2. The laser machining apparatus according to claim 1, wherein

the multiplexing optical system coaxially superimposes the first laser beam and the second laser beam.

3. The laser machining apparatus according to claim 1, wherein

the first laser beam and the second laser beam enter the optical fiber at different entry angles, and

an entry angle of the second laser beam is larger than an entry angle of the first laser beam by 10% or more.

4. The laser machining apparatus according to claim 1, wherein

the first laser beam and the second laser beam enter the optical fiber with different beam diameters, and

an incoming beam diameter of the second laser beam is smaller than an incoming beam diameter of the first laser beam by 10% or more.

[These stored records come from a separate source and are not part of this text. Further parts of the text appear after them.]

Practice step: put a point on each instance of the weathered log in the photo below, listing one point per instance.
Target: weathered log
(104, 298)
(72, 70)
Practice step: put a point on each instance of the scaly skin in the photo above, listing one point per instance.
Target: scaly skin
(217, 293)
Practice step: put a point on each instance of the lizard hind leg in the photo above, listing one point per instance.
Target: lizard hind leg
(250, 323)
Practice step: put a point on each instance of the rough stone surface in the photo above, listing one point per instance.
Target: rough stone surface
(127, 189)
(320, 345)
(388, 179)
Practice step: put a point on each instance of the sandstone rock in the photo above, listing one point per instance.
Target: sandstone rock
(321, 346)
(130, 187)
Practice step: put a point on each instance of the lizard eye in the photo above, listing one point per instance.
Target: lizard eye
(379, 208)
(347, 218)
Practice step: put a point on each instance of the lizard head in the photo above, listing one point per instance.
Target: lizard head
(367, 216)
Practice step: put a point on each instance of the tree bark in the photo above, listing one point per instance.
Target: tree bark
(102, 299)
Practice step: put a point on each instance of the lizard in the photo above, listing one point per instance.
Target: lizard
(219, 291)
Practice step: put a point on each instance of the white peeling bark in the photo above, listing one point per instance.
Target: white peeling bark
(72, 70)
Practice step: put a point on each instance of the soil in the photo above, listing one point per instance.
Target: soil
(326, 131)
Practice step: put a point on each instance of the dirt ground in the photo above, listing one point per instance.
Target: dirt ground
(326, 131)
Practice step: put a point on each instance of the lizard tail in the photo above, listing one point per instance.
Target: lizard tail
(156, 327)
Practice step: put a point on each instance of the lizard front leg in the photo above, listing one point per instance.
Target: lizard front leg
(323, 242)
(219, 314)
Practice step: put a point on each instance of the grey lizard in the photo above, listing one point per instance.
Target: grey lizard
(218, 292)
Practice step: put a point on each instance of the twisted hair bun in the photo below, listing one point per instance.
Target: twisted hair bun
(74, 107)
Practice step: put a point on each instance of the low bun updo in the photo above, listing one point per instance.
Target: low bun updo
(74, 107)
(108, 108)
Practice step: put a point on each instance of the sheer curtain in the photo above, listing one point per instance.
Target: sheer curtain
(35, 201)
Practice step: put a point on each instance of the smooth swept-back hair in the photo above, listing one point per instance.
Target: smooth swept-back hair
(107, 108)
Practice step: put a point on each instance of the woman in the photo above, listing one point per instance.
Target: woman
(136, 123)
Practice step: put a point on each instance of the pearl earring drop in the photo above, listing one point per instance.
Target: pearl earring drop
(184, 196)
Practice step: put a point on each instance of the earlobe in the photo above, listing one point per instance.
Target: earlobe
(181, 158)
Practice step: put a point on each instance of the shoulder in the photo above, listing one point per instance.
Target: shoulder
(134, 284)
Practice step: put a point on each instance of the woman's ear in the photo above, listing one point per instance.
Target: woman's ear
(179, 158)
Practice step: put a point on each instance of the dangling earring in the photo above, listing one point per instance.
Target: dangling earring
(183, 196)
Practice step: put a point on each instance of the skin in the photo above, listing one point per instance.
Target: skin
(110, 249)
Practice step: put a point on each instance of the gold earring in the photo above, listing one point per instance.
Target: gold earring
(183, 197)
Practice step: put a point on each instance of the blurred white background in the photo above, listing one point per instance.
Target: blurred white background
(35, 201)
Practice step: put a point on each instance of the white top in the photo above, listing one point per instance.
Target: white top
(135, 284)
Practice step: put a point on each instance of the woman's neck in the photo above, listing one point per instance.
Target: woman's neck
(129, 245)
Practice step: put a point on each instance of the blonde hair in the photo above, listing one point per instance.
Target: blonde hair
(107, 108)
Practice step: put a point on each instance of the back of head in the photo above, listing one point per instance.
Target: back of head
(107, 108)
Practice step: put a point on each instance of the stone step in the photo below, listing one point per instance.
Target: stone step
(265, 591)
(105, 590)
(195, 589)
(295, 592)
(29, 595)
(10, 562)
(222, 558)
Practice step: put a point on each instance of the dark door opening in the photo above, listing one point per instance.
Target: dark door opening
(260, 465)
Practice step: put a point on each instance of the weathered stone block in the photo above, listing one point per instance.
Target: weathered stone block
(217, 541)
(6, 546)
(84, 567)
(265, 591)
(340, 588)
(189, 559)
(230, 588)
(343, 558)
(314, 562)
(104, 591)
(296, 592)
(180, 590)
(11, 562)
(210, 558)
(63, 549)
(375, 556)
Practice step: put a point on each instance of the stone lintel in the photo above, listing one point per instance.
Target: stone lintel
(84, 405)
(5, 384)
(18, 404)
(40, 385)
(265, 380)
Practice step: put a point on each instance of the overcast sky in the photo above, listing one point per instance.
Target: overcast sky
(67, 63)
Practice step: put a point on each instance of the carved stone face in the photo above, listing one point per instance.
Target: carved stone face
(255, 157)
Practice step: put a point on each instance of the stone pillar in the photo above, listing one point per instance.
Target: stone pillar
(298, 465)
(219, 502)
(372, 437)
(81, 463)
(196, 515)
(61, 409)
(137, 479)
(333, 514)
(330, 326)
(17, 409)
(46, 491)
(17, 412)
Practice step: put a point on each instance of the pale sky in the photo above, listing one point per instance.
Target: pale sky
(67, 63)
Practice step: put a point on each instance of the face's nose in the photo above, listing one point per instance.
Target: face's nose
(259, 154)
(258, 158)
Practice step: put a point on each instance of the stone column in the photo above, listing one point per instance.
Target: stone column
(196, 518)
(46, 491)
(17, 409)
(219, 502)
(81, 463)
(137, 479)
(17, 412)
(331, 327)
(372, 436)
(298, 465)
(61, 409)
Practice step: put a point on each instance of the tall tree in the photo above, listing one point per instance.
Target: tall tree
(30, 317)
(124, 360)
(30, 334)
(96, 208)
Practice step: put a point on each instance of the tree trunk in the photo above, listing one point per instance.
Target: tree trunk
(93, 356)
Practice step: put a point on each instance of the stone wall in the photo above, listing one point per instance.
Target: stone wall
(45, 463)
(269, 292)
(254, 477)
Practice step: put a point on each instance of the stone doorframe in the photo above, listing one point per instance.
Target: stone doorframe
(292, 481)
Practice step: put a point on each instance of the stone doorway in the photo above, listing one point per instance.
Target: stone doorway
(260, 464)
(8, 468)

5. The laser machining apparatus according to claim 1, wherein

the optical fiber includes a single core and a single cladding.

6. The laser machining apparatus according to claim 1, wherein

the multiplexing optical system performs polarization coupling of the first laser beam and the second laser beam by means of a polarization-selective element.

7. The laser machining apparatus according to claim 1, wherein

the first laser beam and the second laser beam are equal in wavelength.

8. The laser machining apparatus according to claim 1, wherein

the multiplexing optical system superimposes the first laser beam and the second laser beam by means of a wavelength-selective element.

9. The laser machining apparatus according to claim 1, comprising:

a learning device including:

data acquisition circuitry to acquire training data including an output ratio control value output from the output ratio controller, a beam profile of a laser beam after passing through the condensing optical system, and quality information on a machining result; and

a model generator to generate a learned model for estimating an output ratio control value that allows the quality information to indicate good quality, by using the training data.

10. The laser machining apparatus according to claim 1, comprising:

an inference device including:

data acquisition circuitry to acquire an output ratio control value output from the output ratio controller and a beam profile of a laser beam after passing through the condensing optical system;

machining quality determination circuitry to acquire machining quality information; and

inference circuitry to output an output ratio control value that allows the machining quality information to indicate good quality, based on the output ratio control value and the beam profile input from the data acquisition circuitry by using a learned model generated by machine learning for estimating an output ratio control value that allows the machining quality information to indicate good quality from the output ratio control value, the beam profile, and the machining quality information.

11. The laser machining apparatus according to claim 1, wherein

an upper limit of a value of a beam parameter product of the combined laser beam is at least three times a lower limit, the beam parameter product being capable of being modulated.

12. The laser machining apparatus according to claim 1, wherein

the beam emitted from the optical fiber is concentrated on the workpiece with a spot diameter that is adjustable within a range of at least 100 micrometers to 1200 micrometers.